While sprains and fractures were the most common injuries at both homes and parks, those at parks were more likely to involve a dislocation. The indoor parks resulted in more lower-extremity injuries and fewer upper-extremity and head injuries than home trampolines.
That corresponds with what Katherine Leaming-Van Zandt, an emergency medicine physician at Texas Children's Hospital, has seen in her ER. "I don't think parents realize how significant the injuries can be or how frequently they occur," she says, adding that parents may be lulled into complacency, thinking that supervision by park employees will keep their kids safe.

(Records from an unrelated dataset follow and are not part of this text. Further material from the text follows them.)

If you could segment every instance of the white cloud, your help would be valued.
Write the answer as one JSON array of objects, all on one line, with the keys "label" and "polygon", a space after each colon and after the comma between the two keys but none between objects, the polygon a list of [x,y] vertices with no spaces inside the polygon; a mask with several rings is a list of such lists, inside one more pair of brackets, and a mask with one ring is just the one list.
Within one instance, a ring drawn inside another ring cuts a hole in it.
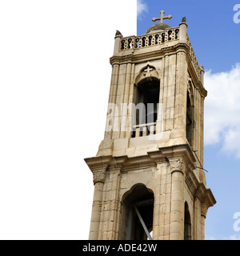
[{"label": "white cloud", "polygon": [[141,18],[141,15],[144,12],[148,12],[147,5],[143,2],[143,0],[138,0],[137,1],[137,15],[138,18]]},{"label": "white cloud", "polygon": [[205,85],[205,143],[223,142],[224,151],[240,158],[240,64],[229,72],[207,71]]}]

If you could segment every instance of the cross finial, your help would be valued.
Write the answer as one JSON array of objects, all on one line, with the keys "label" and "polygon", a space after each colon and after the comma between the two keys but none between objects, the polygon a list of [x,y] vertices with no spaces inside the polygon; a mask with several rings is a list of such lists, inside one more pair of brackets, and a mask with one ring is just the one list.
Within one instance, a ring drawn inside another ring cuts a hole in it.
[{"label": "cross finial", "polygon": [[166,19],[166,18],[171,19],[173,18],[172,15],[164,16],[165,11],[162,10],[160,11],[160,14],[161,14],[161,16],[159,18],[154,17],[152,18],[152,21],[153,22],[160,21],[160,23],[163,23],[164,19]]}]

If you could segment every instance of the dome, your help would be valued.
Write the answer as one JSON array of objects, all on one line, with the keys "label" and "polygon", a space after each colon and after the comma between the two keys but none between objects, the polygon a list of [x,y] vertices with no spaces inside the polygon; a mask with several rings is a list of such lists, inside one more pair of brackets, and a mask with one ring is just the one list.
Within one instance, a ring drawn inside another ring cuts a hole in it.
[{"label": "dome", "polygon": [[149,34],[155,30],[165,30],[171,26],[166,23],[155,23],[147,29],[145,34]]}]

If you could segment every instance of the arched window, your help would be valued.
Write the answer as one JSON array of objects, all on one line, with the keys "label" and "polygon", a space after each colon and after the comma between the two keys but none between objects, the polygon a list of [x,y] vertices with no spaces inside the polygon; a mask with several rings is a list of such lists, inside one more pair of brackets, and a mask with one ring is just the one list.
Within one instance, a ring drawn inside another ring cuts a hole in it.
[{"label": "arched window", "polygon": [[144,185],[136,186],[122,202],[121,238],[151,239],[154,194]]},{"label": "arched window", "polygon": [[[135,124],[135,128],[138,129],[139,136],[155,133],[159,93],[160,81],[155,77],[148,77],[142,79],[135,87],[135,114],[133,123]],[[134,130],[134,131],[135,130]],[[134,134],[133,137],[135,137]]]},{"label": "arched window", "polygon": [[186,202],[184,210],[184,240],[191,240],[191,219]]},{"label": "arched window", "polygon": [[194,137],[194,106],[190,101],[190,95],[187,91],[186,95],[186,139],[190,146],[193,146]]}]

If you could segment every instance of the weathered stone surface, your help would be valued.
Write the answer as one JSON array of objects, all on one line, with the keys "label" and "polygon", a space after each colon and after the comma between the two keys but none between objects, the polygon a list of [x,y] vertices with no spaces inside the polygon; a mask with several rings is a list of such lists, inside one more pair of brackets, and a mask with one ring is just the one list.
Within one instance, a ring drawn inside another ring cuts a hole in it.
[{"label": "weathered stone surface", "polygon": [[[134,206],[142,204],[154,239],[204,239],[216,201],[195,167],[203,165],[206,90],[186,28],[183,19],[141,36],[116,33],[104,138],[97,156],[85,159],[94,184],[90,239],[138,239]],[[146,102],[158,103],[150,122],[138,114]]]}]

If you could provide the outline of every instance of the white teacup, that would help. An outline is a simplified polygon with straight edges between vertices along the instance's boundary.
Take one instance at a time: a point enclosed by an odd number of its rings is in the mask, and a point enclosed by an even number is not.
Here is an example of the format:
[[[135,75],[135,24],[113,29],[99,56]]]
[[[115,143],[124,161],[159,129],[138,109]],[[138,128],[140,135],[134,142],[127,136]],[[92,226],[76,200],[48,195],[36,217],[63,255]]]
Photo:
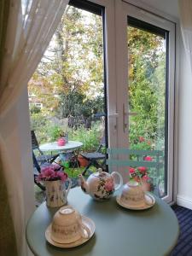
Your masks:
[[[124,185],[120,201],[125,205],[139,207],[145,203],[145,194],[137,182],[129,182]]]
[[[60,208],[53,218],[51,238],[58,243],[73,242],[81,237],[89,238],[90,231],[82,223],[81,215],[73,207]]]

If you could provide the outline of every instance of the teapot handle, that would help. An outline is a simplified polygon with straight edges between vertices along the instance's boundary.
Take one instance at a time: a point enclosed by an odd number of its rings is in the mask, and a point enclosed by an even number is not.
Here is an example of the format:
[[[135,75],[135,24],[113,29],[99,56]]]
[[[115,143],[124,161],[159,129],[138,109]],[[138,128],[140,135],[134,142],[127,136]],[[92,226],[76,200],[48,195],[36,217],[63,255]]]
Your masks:
[[[114,189],[117,190],[119,189],[122,185],[123,185],[123,178],[122,178],[122,176],[117,172],[113,172],[111,173],[111,176],[113,177],[114,176],[118,176],[119,178],[119,183],[115,183],[115,186],[114,186]]]

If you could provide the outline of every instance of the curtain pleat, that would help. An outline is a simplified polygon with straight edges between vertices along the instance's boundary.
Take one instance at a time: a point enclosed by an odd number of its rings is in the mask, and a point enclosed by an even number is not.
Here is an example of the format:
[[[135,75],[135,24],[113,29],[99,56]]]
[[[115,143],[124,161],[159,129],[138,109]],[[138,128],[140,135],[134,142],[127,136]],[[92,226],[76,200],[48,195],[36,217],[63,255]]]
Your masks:
[[[0,154],[0,255],[17,256],[16,240]]]
[[[3,56],[9,4],[9,0],[0,1],[0,68]],[[3,173],[0,154],[0,255],[17,256],[15,233]]]
[[[5,34],[8,25],[10,0],[0,1],[0,69],[5,44]]]

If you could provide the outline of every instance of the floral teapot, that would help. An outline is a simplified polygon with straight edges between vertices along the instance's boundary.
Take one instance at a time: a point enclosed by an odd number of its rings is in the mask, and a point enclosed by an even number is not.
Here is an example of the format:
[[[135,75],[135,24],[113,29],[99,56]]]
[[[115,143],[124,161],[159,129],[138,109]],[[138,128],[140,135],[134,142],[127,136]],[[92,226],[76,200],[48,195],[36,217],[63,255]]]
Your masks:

But it's not always enough. Bottoms, who lives in Owasso, Okla., says she fully understands that trampoline parks carry risks. "Anybody can get hurt anywhere, doing anything," she says. But she says no one at the park helped her son or performed first aid after the injury. She had to set the fracture herself with the ice scraper from her car.
The IATP, which represents the trampoline park industry, said in a statement it welcomes studies like this one that "provide a deeper understanding of safety issues." But it noted that with industry growth from 25 parks in 2010 to more than 350 in 2014, the increase in the number of injuries isn't surprising. The rate at which injuries occur, it said, is more meaningful than raw numbers. "We believe that the positives of youth recreational sports far outweigh the negatives, and we are actively engaged at programs aimed at promoting the safety and well-being of jumpers who visit our member parks," it said.
It's important for kids to have fun and get exercise, says Kasmire. "But there is no activity in which a kid is getting exercise that is risk-free." If your children go, "you should be cautious," she says. Go at a less busy time. Supervise your kids yourself, and make sure there's just one jumper per trampoline. Don't allow flips. And if you have younger children, look for a park with a designated area that keeps them separate from bigger kids.
And make sure to be careful yourself, if you decide to take a bounce — 19 percent of trampoline park injuries were in adults.